FDA Stops Granting EUAs For Lab Developed Tests, Denying LDT Makers PREP Act Liability Protections
It’s the latest salvo in the push-and-pull between the FDA and the HHS over LDTs
The tug of war between the US HHS and the FDA over laboratory developed tests took a surprising turn on 7 October when the agency declared that it will no longer issue emergency use authorizations for LDTs. That means unapproved COVID-19 tests that come to market without an EUA won’t be covered under the PREP Act, which protects makers of pandemic-fighting products from lawsuits.
The push-and-pull between the US Department of Health and Human Services and the Food and Drug Administration over laboratory developed tests took a surprising turn today when the agency declared that it will no longer grant emergency use authorizations (EUAs) for LDTs.
That means unapproved COVID-19 tests that come to market without an EUA won’t be covered under the Public Readiness and Emergency Preparedness Act – or PREP Act – which protects makers of pandemic-fighting products from most related lawsuits.
The HHS announced in August that LDT makers no longer need to notify the FDA before sending their diagnostics to market.

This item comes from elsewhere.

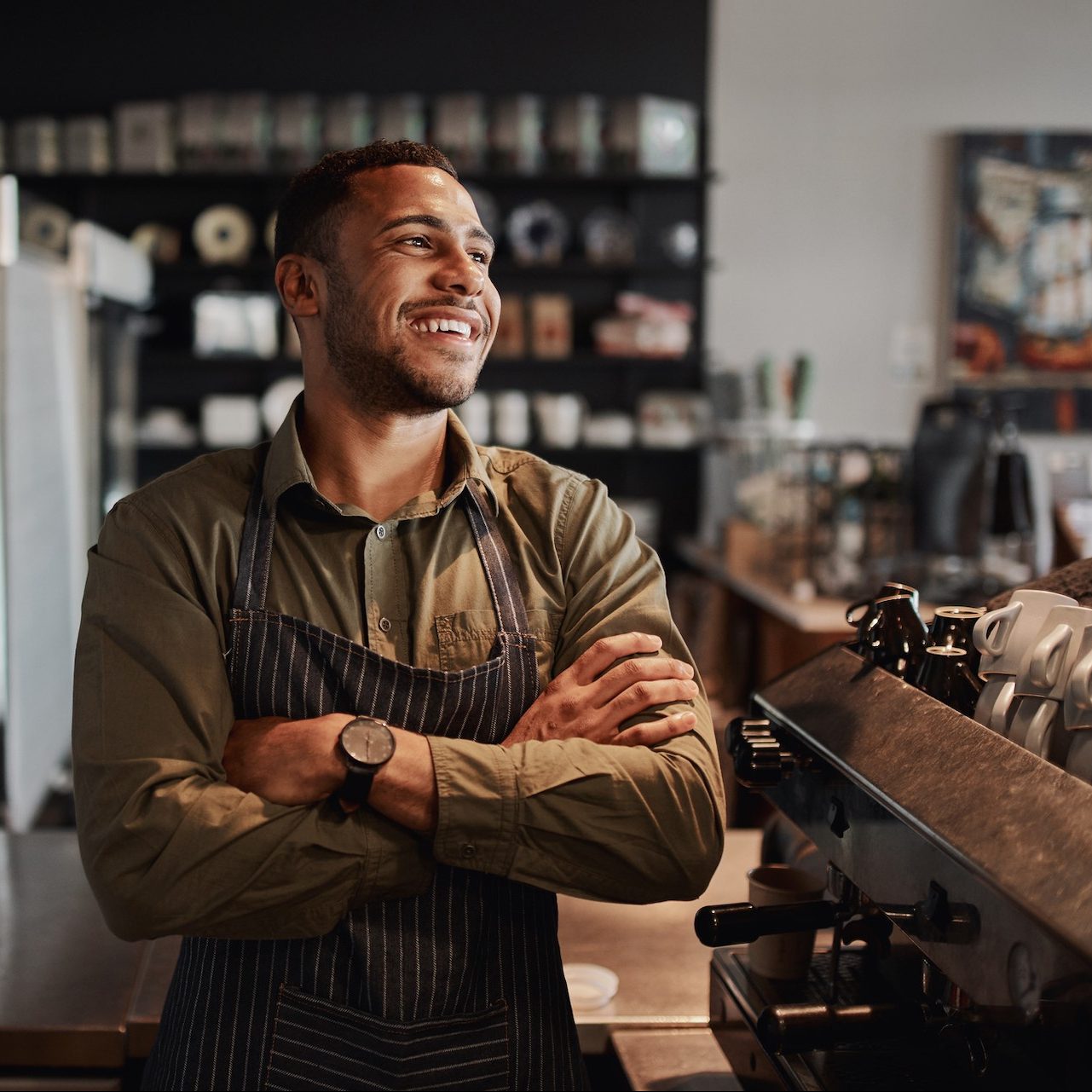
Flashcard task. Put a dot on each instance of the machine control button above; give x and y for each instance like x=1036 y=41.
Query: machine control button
x=835 y=817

The HHS said at the time that the agency won’t impose premarket review on LDTs absent the formal notice-and-comment rulemaking process. (Also see "Legal Experts: HHS Policy Change Strips FDA Of Oversight For All LDTs" - Medtech Insight, 26 Aug, 2020.)
“FDA is declining to review EUA requests for LDTs at this time.” – Tim Stenzel
Because of “the recent HHS announcement that FDA will not require premarket review of LDTs, to make the best use of our resources for the greatest public health benefit, FDA is declining to review EUA requests for LDTs at this time,” said Tim Stenzel, director of the FDA’s Office of In Vitro Diagnostics and Radiological Health.
“FDA continues to prioritize review of EUA requests for point-of-care tests, at-home collection kit tests, at-home tests, tests that reduce reliance on tests supplies, and of course those tests that are high throughput, widely distributed tests on widely available platforms,” he said. “This approach, we believe, will provide greater potential to improve the national testing capacity and permit FDA to take appropriate steps to assure that authorized tests may be effective.”
Stenzel’s comments came on 7 October during the Food and Drug Law Institute’s Annual Conference.
But it wasn’t only the policy shift by the HHS that precipitated the FDA’s move to block LDTs from the emergency use process, Stenzel said.
“We recognize that we’re currently in a different phase of the pandemic with respect to tests than we were previously,” he said. “Many COVID-19 tests are now authorized to be run in labs, so there is this huge testing capability already that’s EUA-authorized.”
The FDA has issued more than 250 EUAs to tests related to the novel coronavirus since the national public health emergency was announced in January.
During a separate weekly FDA town hall held earlier in the day, Stenzel claimed the move had nothing to do with denying LDT makers protection under the PREP Act – although that’s what it effectively does.
Instead, he said, “this is an effort to prioritize FDA resources for the greatest public health benefit, considering the extent to which we can use our authorities under the Food, Drug, and Cosmetic Act.”
Former FDA commissioner Scott Gottlieb warned in late August that the LDT policy shift by the HHS could lead to a “limbo” for COVID-19 tests with EUA status. (Also see "Ex-FDA Commish Warns Of ‘Limbo’ For COVID-19 LDTs Granted Emergency Use Authorization" - Medtech Insight, 22 Aug, 2020.)
“FDA has worked with labs to advance countless testing innovations under FDA’s emergency use authorization … authority,” Gottlieb wrote on Twitter. “Under this process FDA provides feedback to test makers. Countless labs say FDA counsel helped improve test quality.”
Gottlieb, who was commissioner from 2017 to 2019, went on: “The process was mostly working. New tests were entering the market; innovation unfolding. Now all LDTs authorized under EUA could be in limbo. How can FDA grant EUA for something it has no authority to require? Liability protections that attach with EUAs may be inoperable.”
But in an August FAQ sheet, the HHS says that won’t happen. “All EUAs granted under the previous requirement are unaffected by this [LDT] policy announcement,” the department wrote. (Also see "FAQ Sheet From HHS Says FDA ‘Rarely Enforced’ Premarket Review Of LDTs" - Medtech Insight, 29 Aug, 2020.)
The FDA’s authority over LDTs has long been an open question. The Centers for Medicare and Medicaid Services regulates LDTs under Clinical Laboratory Improvement Amendments (CLIA) rules. But since 2014, some stakeholders have argued that LDTs have become too complex for CLIA regulation and should be FDA-reviewed.